Reduce Recursive CTE Performance Issues

Implement linear-scaling algorithms to replace the current recursive CTE approach in identity resolution that causes memory errors with large datasets.

Status (v0.10.0): The primary failure mode described below — Snowflake Recursive Join ran out of memory (error 100298) — has been resolved by replacing WITH RECURSIVE with a Jinja-unrolled per-hop CTE pattern in both snowflake__resolve_identifiers and bigquery__resolve_identifiers. Because max_recursion is a Jinja-known var, the traversal is unrolled at compile time into one CTE per hop, dedup'd via UNION at each level. See the Entity Resolution Algorithm doc and the v0.10.0 changelog entry for details.

The remaining ideas in this doc (Union-Find, hash-based clustering, incremental processing, fuzzy matching) are still open as next-generation improvements beyond the immediate OOM fix. The Jinja- unrolled form is functionally a templated iterative-joins implementation with depth bounded by max_recursion; further wins are possible by dropping the depth bound entirely (full transitive closure via repeated squaring or stored-procedure loops) or by going incremental.

Problem Statement

The previous identity resolution implementation used a SQL WITH RECURSIVE CTE with per-row path-string concatenation for cycle detection. Two problems compounded:

  • Memory exhaustion with large datasets (10M+ identifiers): Snowflake's recursive operator can't spill to disk, so intermediate path-tracking state exceeded per-query memory budgets.
  • Exponential intermediate result growth during recursive expansion when graphs had high-degree hub identifiers.
  • Poor scalability as data volume increased.
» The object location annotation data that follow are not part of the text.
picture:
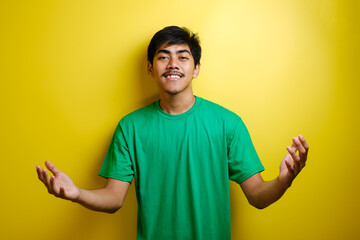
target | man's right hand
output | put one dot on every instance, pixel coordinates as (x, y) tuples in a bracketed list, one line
[(60, 185)]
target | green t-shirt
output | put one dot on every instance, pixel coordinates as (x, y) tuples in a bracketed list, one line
[(181, 165)]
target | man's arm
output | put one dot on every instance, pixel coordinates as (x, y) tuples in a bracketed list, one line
[(262, 193), (108, 199)]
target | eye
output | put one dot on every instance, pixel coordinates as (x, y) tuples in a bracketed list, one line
[(163, 57)]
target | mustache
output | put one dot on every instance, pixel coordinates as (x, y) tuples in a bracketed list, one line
[(173, 72)]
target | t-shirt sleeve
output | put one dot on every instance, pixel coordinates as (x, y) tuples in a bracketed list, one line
[(117, 163), (243, 160)]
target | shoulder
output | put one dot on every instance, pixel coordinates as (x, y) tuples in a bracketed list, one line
[(139, 116), (218, 109), (229, 119)]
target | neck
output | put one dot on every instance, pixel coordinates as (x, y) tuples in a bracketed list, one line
[(176, 104)]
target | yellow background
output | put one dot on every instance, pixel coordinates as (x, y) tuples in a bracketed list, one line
[(71, 69)]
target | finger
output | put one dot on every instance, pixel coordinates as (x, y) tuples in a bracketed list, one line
[(62, 192), (52, 168), (52, 188), (45, 177), (38, 171), (296, 159), (300, 147), (290, 167), (304, 143)]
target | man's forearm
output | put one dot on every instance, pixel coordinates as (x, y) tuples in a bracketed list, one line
[(267, 192), (101, 200)]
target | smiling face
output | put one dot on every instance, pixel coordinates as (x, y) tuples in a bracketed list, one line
[(173, 69)]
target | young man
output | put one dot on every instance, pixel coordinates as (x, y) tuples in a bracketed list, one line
[(181, 152)]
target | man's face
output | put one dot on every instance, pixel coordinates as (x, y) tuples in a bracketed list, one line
[(173, 69)]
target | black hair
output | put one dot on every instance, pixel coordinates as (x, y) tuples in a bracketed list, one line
[(175, 35)]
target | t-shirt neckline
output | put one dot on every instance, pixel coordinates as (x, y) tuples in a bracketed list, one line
[(181, 115)]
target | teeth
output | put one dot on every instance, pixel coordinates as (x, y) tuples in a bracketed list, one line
[(173, 76)]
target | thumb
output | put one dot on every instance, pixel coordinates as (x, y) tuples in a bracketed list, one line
[(52, 168)]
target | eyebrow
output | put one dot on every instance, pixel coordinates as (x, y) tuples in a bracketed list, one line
[(177, 52)]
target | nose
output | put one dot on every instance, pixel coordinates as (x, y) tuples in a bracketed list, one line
[(172, 64)]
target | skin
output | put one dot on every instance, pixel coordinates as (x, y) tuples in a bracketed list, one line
[(173, 69)]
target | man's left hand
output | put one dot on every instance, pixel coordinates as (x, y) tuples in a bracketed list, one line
[(295, 159)]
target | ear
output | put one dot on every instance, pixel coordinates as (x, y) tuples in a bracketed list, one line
[(150, 69), (196, 70)]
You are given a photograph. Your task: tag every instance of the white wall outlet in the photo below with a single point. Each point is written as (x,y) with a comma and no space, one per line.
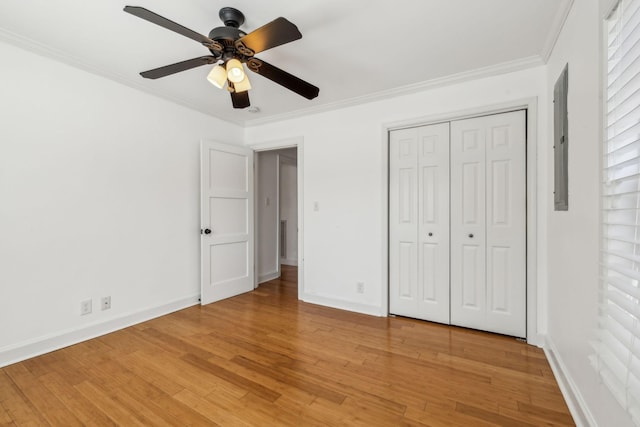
(85,307)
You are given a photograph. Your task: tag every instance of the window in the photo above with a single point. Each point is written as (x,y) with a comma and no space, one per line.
(617,348)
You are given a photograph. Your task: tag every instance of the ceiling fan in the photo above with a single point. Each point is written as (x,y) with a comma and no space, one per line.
(231,47)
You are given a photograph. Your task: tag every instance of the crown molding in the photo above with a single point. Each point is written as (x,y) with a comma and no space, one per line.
(76,62)
(556,28)
(492,70)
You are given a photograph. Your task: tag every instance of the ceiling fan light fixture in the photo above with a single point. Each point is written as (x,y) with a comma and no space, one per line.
(235,72)
(217,76)
(243,85)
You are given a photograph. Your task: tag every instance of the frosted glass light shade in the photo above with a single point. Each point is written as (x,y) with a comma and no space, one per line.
(235,72)
(217,76)
(243,85)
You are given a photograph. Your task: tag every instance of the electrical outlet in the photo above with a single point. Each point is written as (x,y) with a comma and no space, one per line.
(85,307)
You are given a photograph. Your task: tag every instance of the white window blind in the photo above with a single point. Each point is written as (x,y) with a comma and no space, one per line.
(617,347)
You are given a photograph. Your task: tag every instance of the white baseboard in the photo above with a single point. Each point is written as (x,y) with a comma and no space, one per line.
(36,347)
(577,406)
(371,310)
(269,276)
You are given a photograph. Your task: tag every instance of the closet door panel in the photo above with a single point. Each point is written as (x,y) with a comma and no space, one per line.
(506,223)
(419,222)
(468,256)
(403,222)
(433,228)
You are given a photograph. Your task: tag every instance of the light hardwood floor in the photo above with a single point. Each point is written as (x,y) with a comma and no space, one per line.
(266,359)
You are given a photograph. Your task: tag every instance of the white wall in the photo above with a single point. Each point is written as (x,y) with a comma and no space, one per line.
(289,206)
(99,196)
(344,172)
(573,242)
(267,255)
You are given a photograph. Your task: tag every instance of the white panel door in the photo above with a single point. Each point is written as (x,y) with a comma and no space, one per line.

The Jinja-unrolled rewrite addresses these by using plain per-hop CTEs that the warehouse plans as standard hash joins (which spill gracefully). The remaining sections describe approaches for going further — e.g., removing the depth bound or going incremental.

Current Implementation Issues

The recursive CTE in nexus_resolved_person_identifiers.sql:

  1. Starts with every identifier as a potential root (42M starting points)
  2. Recursively joins to find connected identifiers through edges
  3. Creates cartesian product-like explosion in intermediate results
  4. Limited to 2 recursion levels but still causes memory issues

Proposed Solutions

1. Union-Find Algorithm (Priority: High)

  • Complexity: O(n log n) with path compression
  • Approach: Iterative graph traversal instead of recursive
  • Benefits: Near-linear scaling, deterministic memory usage

2. Hash-Based Clustering (Priority: High)

  • Complexity: O(n) - truly linear
  • Approach: Pre-compute identifier signatures for grouping
  • Benefits: Fastest for exact matches, easily parallelizable

3. Incremental Processing (Priority: Medium)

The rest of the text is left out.